Many believed that high-growth companies had become overvalued and criticism mounted of the low tax paid by the US technology titans, their dominant market positions and their lack of regulation. Scottish Mortgage was increasing its exposure to private equity, yet doubts have grown about some of the valuations of these companies.
Optimism has dwindled
James Anderson and Tom Slater, Scottish Mortgage’s managers at Baillie Gifford, accept the change of mood. “There was utopian optimism ten years ago,” says Slater, “but now it is apparent that technology and related services can be used for good and bad.” Still, “the rise of the online monopolists and the emergence of China as a technology superpower are the investment features of the last ten years” and the pace of change will continue. “The power of these monopolies continues to increase and it is extremely difficult to compete with them as they own the consumer relationship and are commoditising the supply chain.”
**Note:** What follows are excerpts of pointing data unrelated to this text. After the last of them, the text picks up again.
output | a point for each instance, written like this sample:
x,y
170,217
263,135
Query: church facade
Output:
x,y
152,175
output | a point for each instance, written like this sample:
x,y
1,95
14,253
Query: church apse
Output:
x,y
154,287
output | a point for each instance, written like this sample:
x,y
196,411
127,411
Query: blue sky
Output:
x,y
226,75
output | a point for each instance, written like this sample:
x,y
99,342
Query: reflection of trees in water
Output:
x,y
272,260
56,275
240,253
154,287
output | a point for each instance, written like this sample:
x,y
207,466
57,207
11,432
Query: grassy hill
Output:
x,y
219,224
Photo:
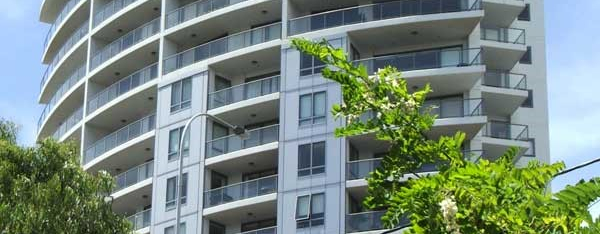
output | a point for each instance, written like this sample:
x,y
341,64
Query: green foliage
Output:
x,y
465,196
45,190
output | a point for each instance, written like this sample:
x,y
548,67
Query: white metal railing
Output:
x,y
123,86
132,38
120,137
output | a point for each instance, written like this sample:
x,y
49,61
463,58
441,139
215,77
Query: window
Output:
x,y
525,14
174,138
311,159
312,108
172,191
528,103
309,65
310,210
526,59
181,95
171,229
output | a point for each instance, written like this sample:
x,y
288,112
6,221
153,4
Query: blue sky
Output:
x,y
572,50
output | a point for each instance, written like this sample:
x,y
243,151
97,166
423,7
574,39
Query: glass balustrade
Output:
x,y
378,11
431,59
60,18
240,191
74,39
60,92
232,143
197,9
120,137
141,219
243,92
269,230
504,35
505,80
360,169
130,39
221,46
123,86
69,123
110,9
506,131
451,108
134,176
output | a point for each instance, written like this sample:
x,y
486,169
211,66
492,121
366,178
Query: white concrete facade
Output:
x,y
124,75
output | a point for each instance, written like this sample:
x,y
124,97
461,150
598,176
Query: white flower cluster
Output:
x,y
449,210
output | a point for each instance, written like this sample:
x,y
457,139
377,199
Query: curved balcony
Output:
x,y
269,230
376,12
120,137
432,59
233,143
141,220
123,86
243,92
68,124
240,191
195,10
60,18
130,39
134,176
110,9
62,90
504,35
222,46
73,40
504,92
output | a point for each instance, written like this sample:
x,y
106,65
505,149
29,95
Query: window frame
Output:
x,y
312,118
173,155
178,103
312,169
311,220
171,203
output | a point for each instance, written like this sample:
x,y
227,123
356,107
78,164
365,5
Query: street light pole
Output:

“I’m not sure if it would be bad for Amazon to be split into two,” says Anderson, “while regulation freezes the competitive environment, increasing the dominance of big companies. The danger is that they lose their dynamism thereby.”
Not Amazon, however, where growth in the retail division decelerated to 10% in 2018, but reaccelerated to 20% in 2019 as better use of its database enabled it to offer free next-day delivery to prime customers.
Amazon remains Scottish Mortgage’s largest holding at 8.8% of the £9bn portfolio. It has been held, like more than a quarter of the portfolio, for over a decade. The top-ten holdings account for half the portfolio, but 24 of 85 stocks have been owned for less than two years.
Annual turnover is just 6%, but the team is not complacent. Baidu, the Chinese online search company, was sold because “it hasn’t managed to expand away from its core business”. Food-delivery group Grubhub has gone too. Anderson says that Baillie Gifford’s key competitive advantage is that “we build long-term relationships with companies and are not focused on short-term profits... Economic and scientific insights are [crucial] so we also build relationships with [academics]”.
Finding new ideas
Investing in unquoted companies “helps us understand emerging technologies before they come to market”. These 44 holdings account for 21% of the portfolio and are mostly small. Several holdings bought as unlisted are now quoted, notably Spotify and Lyft. You & Mr Jones is “the world’s first brandtech company”: an agency “that uses technology to create marketing better, faster and cheaper”.
There are also several unlisted strategic investments. Zipline designs, builds and operates drones for delivering medical products. ByteDance, formed by ex-Baidu employees, is a Chinese technology company with 800 million daily users of a content platform including the video-sharing service TikTok.
A strong end to 2019, helped by a doubling of Tesla’s share price, meant that Scottish Mortgage’s total return in 2019 was 25%, ahead of both the world index and its sector. And this year has started well. “The underlying trend of disruption to established businesses is likely to continue,” says Slater. With ongoing charges of just 0.37% per annum, Scottish Mortgage is the way to invest in the upside.